Description
- Purpose
This is your first formal speech. You’ll need to plan, organize, and deliver a 3-4 minute narrative speech. The speech will illustrate to the audience the?importance of a lesson learned, a significant life moment, or a moral the audience can connect with. You’ll also consider your personal anxieties about public speaking and begin developing strategies for overcoming them.Assignment Outcome
Deliver a 3-4-minute speech telling a story that has a beginning, a middle, and an end, or deliver a 3-4 minute speech telling about an experience where three important things were learned - Steps for Completing the Task
Steps for Completing the TaskStep 1: Select Your Topic- Choose a personal narrative that is appropriate for this audience and setting (college classroom, peers & instructor).
- Start by thinking about why the audience might find the point of your story or experience important.
- Review the following possible topics:
- A Childhood Event – Think of an experience when you learned something for the first time or when you realized how important someone was for you.
- Achieving a Goal – Think about a particularly meaningful achievement in your life. This could be something as achieving a good grade on a difficult assignment, or this could be something with more long-lasting effects, like getting the job you desired or getting into the best school to which you applied.
- A Failure – Think about a time when you did not perform as well as you had wanted. Focusing on an experience like this can result in rewarding reflections about the positive emerging from the negative.

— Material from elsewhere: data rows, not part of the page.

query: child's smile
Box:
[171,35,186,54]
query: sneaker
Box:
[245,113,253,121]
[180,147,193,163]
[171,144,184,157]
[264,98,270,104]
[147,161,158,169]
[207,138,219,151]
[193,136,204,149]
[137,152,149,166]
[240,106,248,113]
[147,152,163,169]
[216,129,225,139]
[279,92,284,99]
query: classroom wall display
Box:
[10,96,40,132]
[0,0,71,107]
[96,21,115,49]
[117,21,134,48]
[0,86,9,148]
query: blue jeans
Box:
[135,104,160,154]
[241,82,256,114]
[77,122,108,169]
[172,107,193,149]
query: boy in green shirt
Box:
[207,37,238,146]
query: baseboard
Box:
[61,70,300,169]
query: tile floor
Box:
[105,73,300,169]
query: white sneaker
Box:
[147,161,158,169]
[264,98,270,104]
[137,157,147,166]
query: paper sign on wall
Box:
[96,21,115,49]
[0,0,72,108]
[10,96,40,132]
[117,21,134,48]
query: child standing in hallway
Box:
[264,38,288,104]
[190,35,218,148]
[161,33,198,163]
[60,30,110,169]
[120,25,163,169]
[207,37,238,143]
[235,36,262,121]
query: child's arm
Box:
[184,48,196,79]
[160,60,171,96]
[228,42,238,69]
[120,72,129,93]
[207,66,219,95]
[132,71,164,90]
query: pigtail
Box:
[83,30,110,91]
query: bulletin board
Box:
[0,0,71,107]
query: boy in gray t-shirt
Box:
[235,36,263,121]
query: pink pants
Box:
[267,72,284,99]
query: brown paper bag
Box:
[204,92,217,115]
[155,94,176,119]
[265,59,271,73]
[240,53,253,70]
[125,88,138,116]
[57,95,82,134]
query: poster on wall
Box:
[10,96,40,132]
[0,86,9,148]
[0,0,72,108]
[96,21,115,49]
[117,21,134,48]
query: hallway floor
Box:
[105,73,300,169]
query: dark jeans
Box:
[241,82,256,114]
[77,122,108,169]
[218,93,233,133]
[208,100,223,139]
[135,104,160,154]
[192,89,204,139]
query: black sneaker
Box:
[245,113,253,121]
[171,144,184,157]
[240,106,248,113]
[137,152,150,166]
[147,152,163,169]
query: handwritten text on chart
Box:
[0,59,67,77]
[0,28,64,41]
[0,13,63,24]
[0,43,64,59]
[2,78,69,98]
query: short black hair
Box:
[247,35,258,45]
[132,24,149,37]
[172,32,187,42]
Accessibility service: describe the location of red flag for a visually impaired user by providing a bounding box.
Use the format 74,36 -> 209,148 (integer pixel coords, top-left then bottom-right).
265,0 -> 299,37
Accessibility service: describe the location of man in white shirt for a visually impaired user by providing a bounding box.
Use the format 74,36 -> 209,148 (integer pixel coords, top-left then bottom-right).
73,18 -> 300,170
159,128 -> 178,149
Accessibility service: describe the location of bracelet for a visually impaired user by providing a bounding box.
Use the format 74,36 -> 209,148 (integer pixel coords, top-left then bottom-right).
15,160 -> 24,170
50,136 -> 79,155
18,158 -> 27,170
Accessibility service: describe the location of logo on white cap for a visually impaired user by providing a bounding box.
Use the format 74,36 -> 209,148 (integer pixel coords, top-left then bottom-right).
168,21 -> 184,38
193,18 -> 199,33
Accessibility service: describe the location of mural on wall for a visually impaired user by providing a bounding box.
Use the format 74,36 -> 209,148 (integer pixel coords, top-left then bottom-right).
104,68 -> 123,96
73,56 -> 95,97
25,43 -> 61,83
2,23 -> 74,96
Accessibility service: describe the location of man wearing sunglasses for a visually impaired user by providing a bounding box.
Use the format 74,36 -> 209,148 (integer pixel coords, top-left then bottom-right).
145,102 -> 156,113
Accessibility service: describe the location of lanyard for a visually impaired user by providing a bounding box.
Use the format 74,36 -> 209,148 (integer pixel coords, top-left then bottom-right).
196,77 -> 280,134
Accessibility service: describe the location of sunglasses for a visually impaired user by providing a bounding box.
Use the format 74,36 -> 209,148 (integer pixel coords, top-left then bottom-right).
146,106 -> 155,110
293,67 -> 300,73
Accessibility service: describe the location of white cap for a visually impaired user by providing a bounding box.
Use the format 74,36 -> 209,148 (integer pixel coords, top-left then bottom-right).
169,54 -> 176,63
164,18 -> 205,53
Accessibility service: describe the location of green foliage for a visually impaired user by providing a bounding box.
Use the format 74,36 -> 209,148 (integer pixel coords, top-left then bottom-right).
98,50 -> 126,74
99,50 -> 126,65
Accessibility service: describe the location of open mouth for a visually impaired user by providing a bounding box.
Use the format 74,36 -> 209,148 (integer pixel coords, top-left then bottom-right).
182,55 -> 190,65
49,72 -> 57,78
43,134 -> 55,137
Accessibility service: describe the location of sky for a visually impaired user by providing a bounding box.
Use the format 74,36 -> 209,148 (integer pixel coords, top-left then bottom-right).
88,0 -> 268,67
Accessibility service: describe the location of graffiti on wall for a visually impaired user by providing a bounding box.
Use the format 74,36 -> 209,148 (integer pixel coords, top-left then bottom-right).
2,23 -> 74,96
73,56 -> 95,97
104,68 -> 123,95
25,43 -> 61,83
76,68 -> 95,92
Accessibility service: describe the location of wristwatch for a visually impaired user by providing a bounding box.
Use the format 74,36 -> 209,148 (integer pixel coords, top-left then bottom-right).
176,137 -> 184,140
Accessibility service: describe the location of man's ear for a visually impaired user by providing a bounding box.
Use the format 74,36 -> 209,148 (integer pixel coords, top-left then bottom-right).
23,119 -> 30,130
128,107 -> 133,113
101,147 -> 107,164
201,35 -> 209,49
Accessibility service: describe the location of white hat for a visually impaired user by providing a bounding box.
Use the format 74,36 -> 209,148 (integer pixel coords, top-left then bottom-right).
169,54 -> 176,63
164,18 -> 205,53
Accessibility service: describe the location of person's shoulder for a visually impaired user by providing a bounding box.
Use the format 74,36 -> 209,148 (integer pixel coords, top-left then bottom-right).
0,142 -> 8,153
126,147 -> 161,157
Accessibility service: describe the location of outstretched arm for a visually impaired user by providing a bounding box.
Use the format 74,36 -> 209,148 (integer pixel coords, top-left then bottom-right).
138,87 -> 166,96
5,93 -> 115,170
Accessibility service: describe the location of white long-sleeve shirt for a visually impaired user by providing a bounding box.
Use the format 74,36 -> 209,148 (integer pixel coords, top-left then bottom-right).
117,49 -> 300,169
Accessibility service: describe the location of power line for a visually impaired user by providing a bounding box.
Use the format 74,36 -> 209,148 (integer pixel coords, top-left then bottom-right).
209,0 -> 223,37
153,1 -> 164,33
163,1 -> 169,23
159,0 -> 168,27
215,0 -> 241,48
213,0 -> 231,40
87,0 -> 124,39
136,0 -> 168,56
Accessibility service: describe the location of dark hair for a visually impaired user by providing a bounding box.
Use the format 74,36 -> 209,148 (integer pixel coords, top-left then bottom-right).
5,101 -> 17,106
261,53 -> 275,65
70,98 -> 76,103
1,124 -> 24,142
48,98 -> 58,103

- A Good or Bad Deed – Think about a time when you did or did not stand up for yourself or someone else in the face of adversity or challenge.

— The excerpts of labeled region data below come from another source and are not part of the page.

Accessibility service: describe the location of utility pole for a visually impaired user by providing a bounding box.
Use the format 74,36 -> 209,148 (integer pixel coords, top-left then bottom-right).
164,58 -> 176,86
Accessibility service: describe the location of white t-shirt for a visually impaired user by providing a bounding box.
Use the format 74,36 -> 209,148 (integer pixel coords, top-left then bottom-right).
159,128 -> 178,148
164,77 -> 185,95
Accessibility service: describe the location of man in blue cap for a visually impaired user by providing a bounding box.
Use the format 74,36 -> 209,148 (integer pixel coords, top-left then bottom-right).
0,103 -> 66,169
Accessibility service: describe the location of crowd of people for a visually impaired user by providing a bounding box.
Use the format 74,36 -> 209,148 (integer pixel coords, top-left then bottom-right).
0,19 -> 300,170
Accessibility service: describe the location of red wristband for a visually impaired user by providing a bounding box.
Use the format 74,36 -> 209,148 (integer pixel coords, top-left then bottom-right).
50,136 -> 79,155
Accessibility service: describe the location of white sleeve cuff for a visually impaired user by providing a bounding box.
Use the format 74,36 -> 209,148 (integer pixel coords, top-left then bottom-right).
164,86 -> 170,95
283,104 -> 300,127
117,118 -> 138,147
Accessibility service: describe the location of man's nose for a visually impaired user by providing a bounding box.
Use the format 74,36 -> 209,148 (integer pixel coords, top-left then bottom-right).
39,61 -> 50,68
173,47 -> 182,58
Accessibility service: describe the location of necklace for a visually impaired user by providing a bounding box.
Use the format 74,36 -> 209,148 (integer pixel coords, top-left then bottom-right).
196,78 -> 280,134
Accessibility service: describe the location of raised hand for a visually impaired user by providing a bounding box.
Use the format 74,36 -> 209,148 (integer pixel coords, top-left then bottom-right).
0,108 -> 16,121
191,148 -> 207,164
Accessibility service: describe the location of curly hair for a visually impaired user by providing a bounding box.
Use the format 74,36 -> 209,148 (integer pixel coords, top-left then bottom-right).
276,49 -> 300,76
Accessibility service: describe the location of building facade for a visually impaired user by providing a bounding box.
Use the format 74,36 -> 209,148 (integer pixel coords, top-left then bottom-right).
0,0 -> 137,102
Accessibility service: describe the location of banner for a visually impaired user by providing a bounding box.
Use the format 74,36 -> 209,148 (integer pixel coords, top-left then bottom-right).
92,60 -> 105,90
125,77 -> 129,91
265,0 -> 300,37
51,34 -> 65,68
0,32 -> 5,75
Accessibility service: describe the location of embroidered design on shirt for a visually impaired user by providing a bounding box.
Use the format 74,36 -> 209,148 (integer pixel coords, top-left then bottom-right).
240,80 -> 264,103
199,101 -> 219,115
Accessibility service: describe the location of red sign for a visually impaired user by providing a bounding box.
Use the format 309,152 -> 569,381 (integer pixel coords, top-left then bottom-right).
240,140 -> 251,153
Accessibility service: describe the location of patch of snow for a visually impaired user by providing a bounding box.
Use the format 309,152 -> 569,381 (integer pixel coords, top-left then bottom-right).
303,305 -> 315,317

- A Change in Your Life – Think about a time when something significant changed in your life. This could be anything from a move across town to a major change in a relationship to the birth or death of a loved one.

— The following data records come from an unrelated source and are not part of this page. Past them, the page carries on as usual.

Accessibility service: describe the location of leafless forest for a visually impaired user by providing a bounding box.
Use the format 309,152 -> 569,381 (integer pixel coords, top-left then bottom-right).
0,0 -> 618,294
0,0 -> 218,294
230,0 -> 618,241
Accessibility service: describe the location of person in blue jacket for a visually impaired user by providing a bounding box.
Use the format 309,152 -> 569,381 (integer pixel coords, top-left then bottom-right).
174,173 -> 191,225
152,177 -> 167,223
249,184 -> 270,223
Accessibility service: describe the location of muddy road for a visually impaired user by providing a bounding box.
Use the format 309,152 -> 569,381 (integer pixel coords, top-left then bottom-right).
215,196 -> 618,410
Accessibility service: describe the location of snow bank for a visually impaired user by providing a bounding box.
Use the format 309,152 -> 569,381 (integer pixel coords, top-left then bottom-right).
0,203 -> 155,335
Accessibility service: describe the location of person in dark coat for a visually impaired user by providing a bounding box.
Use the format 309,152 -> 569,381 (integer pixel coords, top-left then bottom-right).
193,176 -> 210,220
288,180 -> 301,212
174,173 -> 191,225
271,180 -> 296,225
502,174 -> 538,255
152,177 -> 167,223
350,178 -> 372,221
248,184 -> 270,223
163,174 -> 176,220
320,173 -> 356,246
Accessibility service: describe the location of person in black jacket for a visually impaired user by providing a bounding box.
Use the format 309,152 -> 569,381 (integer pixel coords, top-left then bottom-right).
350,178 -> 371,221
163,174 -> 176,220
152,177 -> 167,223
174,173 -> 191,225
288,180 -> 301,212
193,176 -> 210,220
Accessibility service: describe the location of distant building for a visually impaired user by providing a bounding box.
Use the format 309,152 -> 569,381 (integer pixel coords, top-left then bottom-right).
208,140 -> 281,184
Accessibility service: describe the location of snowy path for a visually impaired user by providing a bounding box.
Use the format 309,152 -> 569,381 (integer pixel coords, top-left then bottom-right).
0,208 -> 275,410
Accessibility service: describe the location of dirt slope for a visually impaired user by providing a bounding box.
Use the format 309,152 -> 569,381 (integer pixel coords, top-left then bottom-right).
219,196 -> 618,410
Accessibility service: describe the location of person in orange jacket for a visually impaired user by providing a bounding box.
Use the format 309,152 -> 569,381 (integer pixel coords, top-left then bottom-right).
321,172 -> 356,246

- A Realization – Think about a time when you experienced a realization. This could be anything from understanding a complicated math equation to gaining a deeper understanding of a philosophical issue or life situation.
- Step 2: Organize Your Speech
- Organize your speech into an introduction, body, and conclusion. Your outline will have three main parts: the introduction, body, and conclusion.
- The Introduction will begin with an attention getter (a quote, story, personal example, question, statistic, lyrics, etc., NOT “My name is…”) then establish or enhance your credibility, establish rapport, preview your topic/purpose/central idea, and preview your main points.
- The body of the speech will have three main points; therefore, choose a narrative or experience that may be broken down into three parts.
- In the conclusion, signal the end, restate your main points, and conclude with a clincher.